Yeah, this image is definitely of the 7970, not the 7950:
img.hexus[DOT]net/v2/graphics_cards/amd/Sapphire/HD7950VX/RearB.jpg --- 8+8 power, which the 7970 Vapor-X does have, but the 7950 Vapor-X uses 8+6.
The rest look to be correct though.
---
Anyway.. I've been 'researching' it for awhile, but I cant seem to figure out whether the Vapor-X or Dual-X [Flex, OC 950] is the better card from Sapphire. Same price.
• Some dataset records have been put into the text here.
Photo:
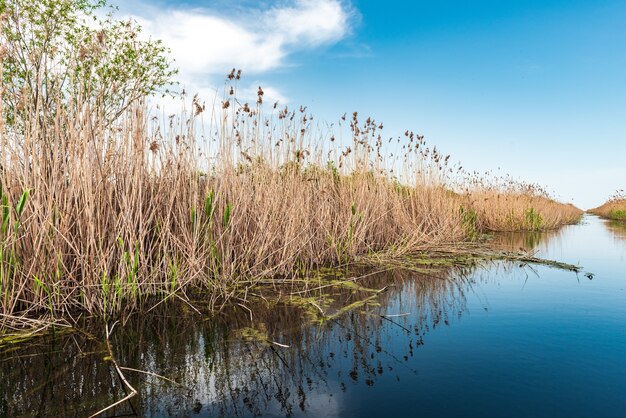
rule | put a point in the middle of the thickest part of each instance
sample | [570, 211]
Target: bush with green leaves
[75, 53]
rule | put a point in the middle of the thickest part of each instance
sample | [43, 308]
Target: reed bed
[506, 205]
[613, 208]
[105, 217]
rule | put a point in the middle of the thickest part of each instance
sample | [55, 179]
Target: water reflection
[224, 371]
[537, 338]
[616, 228]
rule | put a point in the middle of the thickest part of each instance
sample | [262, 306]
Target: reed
[613, 208]
[106, 217]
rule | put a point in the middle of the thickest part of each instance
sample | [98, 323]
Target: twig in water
[132, 390]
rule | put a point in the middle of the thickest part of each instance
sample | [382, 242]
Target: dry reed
[103, 217]
[613, 208]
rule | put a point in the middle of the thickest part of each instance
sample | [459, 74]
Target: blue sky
[535, 88]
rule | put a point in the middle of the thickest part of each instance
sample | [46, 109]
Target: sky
[534, 89]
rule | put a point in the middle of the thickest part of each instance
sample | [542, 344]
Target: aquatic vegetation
[102, 214]
[613, 208]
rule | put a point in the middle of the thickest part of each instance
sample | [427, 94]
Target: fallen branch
[132, 391]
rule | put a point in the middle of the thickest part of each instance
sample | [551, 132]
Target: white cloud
[206, 43]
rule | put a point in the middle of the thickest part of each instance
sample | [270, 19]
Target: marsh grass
[613, 208]
[104, 218]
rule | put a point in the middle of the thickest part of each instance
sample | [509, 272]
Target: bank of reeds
[513, 206]
[100, 217]
[613, 208]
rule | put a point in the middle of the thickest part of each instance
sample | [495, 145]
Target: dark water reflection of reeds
[223, 374]
[328, 364]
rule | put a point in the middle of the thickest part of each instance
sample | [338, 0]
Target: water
[502, 340]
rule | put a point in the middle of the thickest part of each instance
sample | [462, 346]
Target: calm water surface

Something's gotta be up if the Vapor-X is not more expensive.
seems to me some components are better, some are worse. on the 7970 for example, the ram on the ghz vapor-x is better but the capacitors are worse. i prefer the unisink of the dual-x. the actual core voltage on the vapor-x is really high.
7950 has elpida ram instead of hynix, with what seems to be a worse ram and vrm vooling design, but conversely a better cooler from what i gather.
vapor-x's seem generally better with a few cost-cutting measures that may or may not affect performance... coolers are def better and their overclocks seem healthy enough. if they were same price i'd go vapor-x
Hmm, I wonder if you guys got a different version of the Vapor-X than me; mine seems to be completely voltage locked.
Can someone tell me which software I can use to rise Core and Mem Voltage on my Sapphire 7950 Vapor-X OC ( 7970 pcb )
I was trying Trixx 4.3.0 and MSI Afterburner 2.2.3 without any positive effect :/
thefogo
my 7950 has the same symptoms
It seems Sapphire has voltage locked their cards:
http://forums.overclockers.co.uk/sho...php?p=22720223
OTH,1100MHZ was still reached despite this on stock voltage.